OHNLP · JaerongA · Apr 10, 2026
diff --git a/docs/ruleset-authoring-guide.md b/docs/ruleset-authoring-guide.md
@@ -0,0 +1,275 @@
+# MedTagger Rule Authoring Guide
+
+## Overview
+
+MedTagger is a biomedical NLP pipeline from the Mayo Clinic OHNLP program. It extracts concepts from clinical text using dictionary-based indexing, rule-based pattern matching, and context analysis (negation, historical, experiencer).
+
+This guide covers how to create, edit, and optimize regex patterns, dictionaries, normalization mappings, match rules, and context rules for MedTagger extraction tasks.
+
+## When to Use This Guide
+
+Use this guide when:
+- Creating a new extraction domain (e.g., social determinants, medications, procedures)
+- Editing existing match rules, regexp files, or normalization mappings
+- Optimizing slow regex patterns that cause performance issues
+- Debugging extraction accuracy (e.g., false positives, missing concepts)
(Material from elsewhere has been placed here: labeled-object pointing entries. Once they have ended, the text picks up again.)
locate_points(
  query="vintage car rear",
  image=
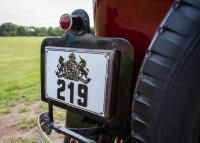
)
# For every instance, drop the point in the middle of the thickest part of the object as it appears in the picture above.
(100, 79)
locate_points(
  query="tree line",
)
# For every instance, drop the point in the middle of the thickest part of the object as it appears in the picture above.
(10, 29)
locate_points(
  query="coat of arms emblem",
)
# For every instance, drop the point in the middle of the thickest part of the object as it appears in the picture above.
(72, 69)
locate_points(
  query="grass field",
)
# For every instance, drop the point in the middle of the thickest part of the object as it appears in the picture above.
(19, 71)
(20, 102)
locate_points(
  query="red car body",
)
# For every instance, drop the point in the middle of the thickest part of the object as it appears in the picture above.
(134, 20)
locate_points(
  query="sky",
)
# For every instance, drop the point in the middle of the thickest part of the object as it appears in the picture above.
(41, 12)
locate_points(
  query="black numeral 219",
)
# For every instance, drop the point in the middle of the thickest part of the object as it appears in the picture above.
(82, 92)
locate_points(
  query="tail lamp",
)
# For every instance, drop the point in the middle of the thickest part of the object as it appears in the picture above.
(77, 23)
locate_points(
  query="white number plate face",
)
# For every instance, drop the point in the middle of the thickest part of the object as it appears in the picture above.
(77, 78)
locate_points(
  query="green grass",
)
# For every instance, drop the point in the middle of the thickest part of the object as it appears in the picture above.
(23, 110)
(19, 71)
(20, 140)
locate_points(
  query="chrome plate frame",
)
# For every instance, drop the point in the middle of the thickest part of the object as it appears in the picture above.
(98, 92)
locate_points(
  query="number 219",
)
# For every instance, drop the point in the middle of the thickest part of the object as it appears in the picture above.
(82, 92)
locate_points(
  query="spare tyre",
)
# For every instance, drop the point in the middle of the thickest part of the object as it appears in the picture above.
(166, 104)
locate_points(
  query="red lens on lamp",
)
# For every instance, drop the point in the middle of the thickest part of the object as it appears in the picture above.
(66, 22)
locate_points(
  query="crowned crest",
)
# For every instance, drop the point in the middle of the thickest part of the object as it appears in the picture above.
(72, 69)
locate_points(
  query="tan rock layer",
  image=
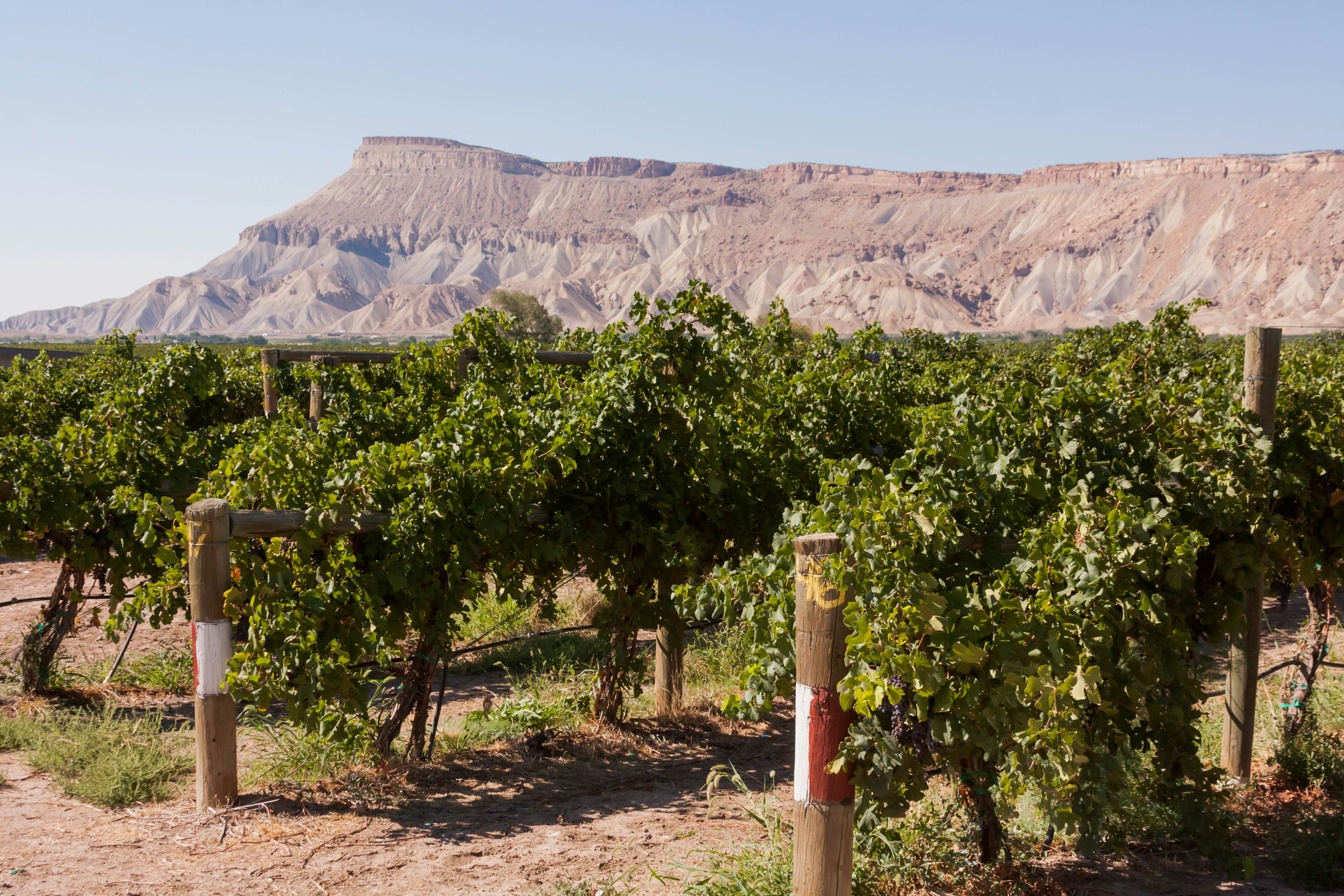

+- Adding context rules for negation, historical, or experiencer attributes
+- Reviewing rules for correctness before deployment
+
+## File Format Conventions
+
+MedTagger rules are organized into four file types that work together. Each serves a distinct purpose.
+
+### Regexp Files (Dictionary Patterns)
+
+Regexp files contain one **single regex per line**. These are variant spellings, synonyms, and related terms for a concept.
+
+```
+// Good - one pattern per line
+fever
+high temperature
+febrile
+elevated temperature
+
+// Bad - multiple patterns on one line
+fever|high temperature|febrile
+```
+
+Lines starting with `//` are comments. All lines are joined with `|` into one alternation during loading.
+
+**Key principle:** Do NOT put `\b` (word boundaries) inside regexp entries — word boundaries belong in the rule file only.
+
+### Normalization Files (Code Mapping)
+
+Normalization files map surface forms to output codes. Format is tab-separated key-value pairs.
+
+```
+physical activity    Physical_Activity
+sedentary lifestyle  Physical_Inactivity
+exercise            Physical_Activity
+```
+
+The LLM generates normalized codes — typically OMOP concept IDs or domain-specific codes like `POSITIVE`/`NEGATIVE`.
+
+### Match Rules (Extraction Logic)
+
+Match rules define how to extract and output concepts. Format:
+
+```
+RULENAME="...",REGEXP="...",LOCATION="...",NORM="..."
+```
+
+**RULENAME** — Prefix `cm_` produces `ConceptMention` annotations; others produce generic `Match` annotations.
+
+**REGEXP** — The extraction pattern. Use `%reKEY` to reference a regexp file. Spaces become `[\s]+` in the compiled pattern.
+
+**LOCATION** — Constraint on where the match can occur:
+- `"NA"` — no constraint (most common)
+- `"UC"` — uppercase text only
+- `"SEC:segmentID~"` — specific section only
+
+**NORM** — The output value:
+- Literal string: `NORM="434173"`
+- Captured group: `NORM="group(1)"`
+- Normalized: `NORM="%normKEY(group(1))"`
+- Case transforms: `%LC%` (lowercase), `%UC%` (uppercase)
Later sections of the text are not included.